Nisa-Nashim, the Jewish Muslim Women’s Network, held an online vigil on Sunday night as members from both communities grapple with feelings about events in the Middle East.
The event, which included prayers, song and the lighting of candles, was an opportunity to share each other’s pain and anguish, explained the group’s chair, Hifsa Haroon-Iqbal, a civil servant from Staffordshire.
“The fact we are all women and all mothers helps us to feel each other’s pain,” she said. “I know, as a Muslim woman, my Jewish sisters feel the pain that I am feeling.”
While attendance was restricted to 100 participants, double the number of women had wanted to take part.
“I think the work of Nisa-Nashim is needed more than ever, and I know that since the vigil, people have been approaching us, wanting to know more. That speaks volumes,” she said.
Founded eight years ago, the group, which has 25 branches across the country, “knew that we would be tested and that is exactly what is happening at this minute. We are all hoping and praying that whatever comes out over the coming days and weeks, we can weather that together,” Haroon-Iqbal said.
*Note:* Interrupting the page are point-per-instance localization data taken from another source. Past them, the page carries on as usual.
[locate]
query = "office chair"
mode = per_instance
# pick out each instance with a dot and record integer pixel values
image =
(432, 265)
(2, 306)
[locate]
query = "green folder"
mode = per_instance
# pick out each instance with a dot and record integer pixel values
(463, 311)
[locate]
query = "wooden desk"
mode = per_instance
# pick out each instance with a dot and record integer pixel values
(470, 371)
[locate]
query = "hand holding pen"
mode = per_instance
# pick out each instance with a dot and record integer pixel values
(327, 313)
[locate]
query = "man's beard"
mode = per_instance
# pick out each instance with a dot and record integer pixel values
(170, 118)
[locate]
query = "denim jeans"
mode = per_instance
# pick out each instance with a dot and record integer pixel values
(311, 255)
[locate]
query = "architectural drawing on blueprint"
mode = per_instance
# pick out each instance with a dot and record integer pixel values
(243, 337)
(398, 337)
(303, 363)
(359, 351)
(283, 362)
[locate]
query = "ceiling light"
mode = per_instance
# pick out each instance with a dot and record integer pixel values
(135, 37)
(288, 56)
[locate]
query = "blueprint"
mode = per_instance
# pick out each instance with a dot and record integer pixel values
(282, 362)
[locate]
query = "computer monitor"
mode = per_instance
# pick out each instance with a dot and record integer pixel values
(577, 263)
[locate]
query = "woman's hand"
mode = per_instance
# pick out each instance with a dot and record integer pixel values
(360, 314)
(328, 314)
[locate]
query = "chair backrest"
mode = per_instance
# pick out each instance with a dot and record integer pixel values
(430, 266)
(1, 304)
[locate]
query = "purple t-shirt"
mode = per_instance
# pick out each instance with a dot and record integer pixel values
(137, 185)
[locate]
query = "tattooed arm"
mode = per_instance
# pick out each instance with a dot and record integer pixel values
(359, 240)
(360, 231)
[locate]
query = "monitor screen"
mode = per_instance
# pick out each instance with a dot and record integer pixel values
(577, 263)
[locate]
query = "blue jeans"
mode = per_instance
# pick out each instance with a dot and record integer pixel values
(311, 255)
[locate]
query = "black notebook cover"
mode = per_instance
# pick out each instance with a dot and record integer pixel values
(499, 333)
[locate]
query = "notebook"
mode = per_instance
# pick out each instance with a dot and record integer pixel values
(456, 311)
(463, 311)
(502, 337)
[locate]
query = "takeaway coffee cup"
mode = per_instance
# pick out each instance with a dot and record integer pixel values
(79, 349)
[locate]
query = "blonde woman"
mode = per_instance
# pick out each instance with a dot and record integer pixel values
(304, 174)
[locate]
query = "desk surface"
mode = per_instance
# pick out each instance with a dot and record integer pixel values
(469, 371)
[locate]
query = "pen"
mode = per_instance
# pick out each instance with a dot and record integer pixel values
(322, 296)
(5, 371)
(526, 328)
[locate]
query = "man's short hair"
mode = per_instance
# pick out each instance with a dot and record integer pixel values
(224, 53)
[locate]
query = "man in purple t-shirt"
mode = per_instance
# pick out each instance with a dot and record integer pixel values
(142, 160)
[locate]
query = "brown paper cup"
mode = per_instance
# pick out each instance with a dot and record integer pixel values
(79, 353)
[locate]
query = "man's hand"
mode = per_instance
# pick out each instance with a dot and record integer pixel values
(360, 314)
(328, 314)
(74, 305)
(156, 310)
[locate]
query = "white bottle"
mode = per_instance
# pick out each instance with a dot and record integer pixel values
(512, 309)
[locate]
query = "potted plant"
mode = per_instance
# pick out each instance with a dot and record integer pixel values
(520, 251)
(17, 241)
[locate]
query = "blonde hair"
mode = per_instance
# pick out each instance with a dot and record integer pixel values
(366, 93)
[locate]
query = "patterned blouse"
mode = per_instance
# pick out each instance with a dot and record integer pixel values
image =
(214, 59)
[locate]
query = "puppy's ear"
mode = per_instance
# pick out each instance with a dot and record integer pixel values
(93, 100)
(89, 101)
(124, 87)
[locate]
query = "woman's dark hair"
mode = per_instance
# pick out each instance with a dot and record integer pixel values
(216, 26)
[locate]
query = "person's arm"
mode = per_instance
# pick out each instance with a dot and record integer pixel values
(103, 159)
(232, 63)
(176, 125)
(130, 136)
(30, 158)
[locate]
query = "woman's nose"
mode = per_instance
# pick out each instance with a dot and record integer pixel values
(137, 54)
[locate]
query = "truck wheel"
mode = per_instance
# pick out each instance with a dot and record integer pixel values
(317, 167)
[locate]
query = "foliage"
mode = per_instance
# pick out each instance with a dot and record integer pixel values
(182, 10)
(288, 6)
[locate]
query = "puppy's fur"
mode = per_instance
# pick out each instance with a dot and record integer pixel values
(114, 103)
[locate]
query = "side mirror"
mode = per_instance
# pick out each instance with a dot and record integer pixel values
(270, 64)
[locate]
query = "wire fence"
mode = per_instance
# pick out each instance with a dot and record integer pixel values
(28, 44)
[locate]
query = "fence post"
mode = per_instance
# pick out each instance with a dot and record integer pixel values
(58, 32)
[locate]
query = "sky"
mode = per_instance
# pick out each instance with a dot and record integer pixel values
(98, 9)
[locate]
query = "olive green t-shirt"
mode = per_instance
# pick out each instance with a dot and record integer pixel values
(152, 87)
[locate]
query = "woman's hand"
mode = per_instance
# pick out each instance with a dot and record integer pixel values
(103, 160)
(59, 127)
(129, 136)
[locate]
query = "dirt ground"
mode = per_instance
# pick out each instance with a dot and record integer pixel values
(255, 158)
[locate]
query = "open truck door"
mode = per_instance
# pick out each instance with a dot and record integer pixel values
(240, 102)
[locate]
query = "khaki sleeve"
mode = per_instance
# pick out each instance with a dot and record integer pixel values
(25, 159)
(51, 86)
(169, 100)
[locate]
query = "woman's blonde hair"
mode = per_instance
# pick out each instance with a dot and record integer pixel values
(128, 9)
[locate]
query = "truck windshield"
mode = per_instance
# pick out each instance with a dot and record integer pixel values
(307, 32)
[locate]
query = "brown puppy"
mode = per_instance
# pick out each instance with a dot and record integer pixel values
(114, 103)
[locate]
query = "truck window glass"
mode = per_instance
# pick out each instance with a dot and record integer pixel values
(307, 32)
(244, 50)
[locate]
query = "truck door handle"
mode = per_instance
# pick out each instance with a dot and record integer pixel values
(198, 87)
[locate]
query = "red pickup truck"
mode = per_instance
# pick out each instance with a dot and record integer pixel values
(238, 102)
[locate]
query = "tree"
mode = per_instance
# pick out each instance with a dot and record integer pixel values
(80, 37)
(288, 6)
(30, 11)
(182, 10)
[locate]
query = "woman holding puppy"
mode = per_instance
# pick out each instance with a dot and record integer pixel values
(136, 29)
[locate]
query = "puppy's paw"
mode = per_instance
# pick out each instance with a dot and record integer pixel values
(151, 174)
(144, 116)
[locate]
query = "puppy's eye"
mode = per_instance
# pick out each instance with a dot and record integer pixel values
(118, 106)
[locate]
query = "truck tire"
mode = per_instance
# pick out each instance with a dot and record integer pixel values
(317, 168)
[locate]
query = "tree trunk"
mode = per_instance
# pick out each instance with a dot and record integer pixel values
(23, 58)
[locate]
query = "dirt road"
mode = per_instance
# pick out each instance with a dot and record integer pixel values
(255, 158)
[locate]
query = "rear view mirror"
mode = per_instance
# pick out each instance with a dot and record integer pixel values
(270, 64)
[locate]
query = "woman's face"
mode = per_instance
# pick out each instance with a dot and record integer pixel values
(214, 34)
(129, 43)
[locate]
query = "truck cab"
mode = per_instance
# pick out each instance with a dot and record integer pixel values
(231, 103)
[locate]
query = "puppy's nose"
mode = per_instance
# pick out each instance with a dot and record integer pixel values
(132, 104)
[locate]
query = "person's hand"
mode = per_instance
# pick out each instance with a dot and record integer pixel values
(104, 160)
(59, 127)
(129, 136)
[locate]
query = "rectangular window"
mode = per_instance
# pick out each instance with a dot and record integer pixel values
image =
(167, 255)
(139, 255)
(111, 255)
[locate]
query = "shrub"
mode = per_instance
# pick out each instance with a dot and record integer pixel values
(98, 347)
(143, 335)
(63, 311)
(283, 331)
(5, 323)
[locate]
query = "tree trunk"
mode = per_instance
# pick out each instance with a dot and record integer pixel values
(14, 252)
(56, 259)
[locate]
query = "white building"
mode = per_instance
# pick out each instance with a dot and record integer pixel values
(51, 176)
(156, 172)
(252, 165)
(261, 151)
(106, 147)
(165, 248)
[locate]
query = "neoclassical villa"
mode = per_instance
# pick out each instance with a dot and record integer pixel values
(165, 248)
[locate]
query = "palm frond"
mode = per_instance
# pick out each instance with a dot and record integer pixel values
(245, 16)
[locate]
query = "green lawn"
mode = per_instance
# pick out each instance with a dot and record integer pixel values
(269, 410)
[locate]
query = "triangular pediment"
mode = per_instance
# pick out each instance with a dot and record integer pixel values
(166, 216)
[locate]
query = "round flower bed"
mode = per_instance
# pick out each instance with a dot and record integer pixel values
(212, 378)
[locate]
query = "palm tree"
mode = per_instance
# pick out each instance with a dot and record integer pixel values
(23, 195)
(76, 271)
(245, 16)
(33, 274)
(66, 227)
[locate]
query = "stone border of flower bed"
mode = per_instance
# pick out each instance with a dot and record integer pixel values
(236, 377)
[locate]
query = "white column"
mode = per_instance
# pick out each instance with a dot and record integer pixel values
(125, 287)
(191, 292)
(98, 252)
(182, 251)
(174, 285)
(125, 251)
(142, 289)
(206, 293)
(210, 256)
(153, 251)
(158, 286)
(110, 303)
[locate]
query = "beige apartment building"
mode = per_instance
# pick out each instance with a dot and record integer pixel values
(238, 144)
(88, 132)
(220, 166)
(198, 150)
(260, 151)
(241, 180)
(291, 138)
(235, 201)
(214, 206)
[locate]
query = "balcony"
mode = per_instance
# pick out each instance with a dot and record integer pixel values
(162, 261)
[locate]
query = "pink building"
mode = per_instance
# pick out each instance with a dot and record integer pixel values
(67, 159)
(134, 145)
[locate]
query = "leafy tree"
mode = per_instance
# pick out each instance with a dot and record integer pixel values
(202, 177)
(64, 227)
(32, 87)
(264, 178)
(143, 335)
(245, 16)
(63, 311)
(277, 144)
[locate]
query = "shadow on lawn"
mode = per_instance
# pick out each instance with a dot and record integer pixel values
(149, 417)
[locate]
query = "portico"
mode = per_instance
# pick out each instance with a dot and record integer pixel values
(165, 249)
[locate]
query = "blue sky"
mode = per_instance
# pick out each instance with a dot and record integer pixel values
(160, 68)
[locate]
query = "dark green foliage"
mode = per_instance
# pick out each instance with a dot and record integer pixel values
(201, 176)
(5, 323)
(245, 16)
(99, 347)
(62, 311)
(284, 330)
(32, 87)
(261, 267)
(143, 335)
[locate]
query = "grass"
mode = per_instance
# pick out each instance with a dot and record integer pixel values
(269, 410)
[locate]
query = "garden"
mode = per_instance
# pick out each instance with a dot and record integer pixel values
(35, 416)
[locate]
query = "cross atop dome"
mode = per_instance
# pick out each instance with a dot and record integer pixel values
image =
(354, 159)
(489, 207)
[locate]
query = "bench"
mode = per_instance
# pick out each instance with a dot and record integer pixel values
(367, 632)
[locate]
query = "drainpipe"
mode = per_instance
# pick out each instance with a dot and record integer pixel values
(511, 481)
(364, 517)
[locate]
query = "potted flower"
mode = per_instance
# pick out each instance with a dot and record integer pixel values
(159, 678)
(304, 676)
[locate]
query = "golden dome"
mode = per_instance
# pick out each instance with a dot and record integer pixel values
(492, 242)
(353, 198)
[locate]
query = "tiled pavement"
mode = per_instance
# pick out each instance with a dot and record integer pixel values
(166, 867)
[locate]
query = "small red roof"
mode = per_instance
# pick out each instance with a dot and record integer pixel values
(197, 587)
The group’s co-founder Laura Marks, the former senior vice-president of the Board of Deputies and founder of Mitzvah Day, said that relationships between women from the two faiths had been built up over many years and “I think, I hope, I believe that Nisa-Nashim is strong enough to get through” the current challenge.
The vigil was “a place to express solidarity, togetherness, a rejection of hatred and division here, and deep, overwhelming grief without a political opinion”, she said. “One of the traps we fall into is to think we can’t feel for the other side. If you are politically aligned one way, it doesn’t mean that you can’t understand the grief, pain or hurt on the other side.”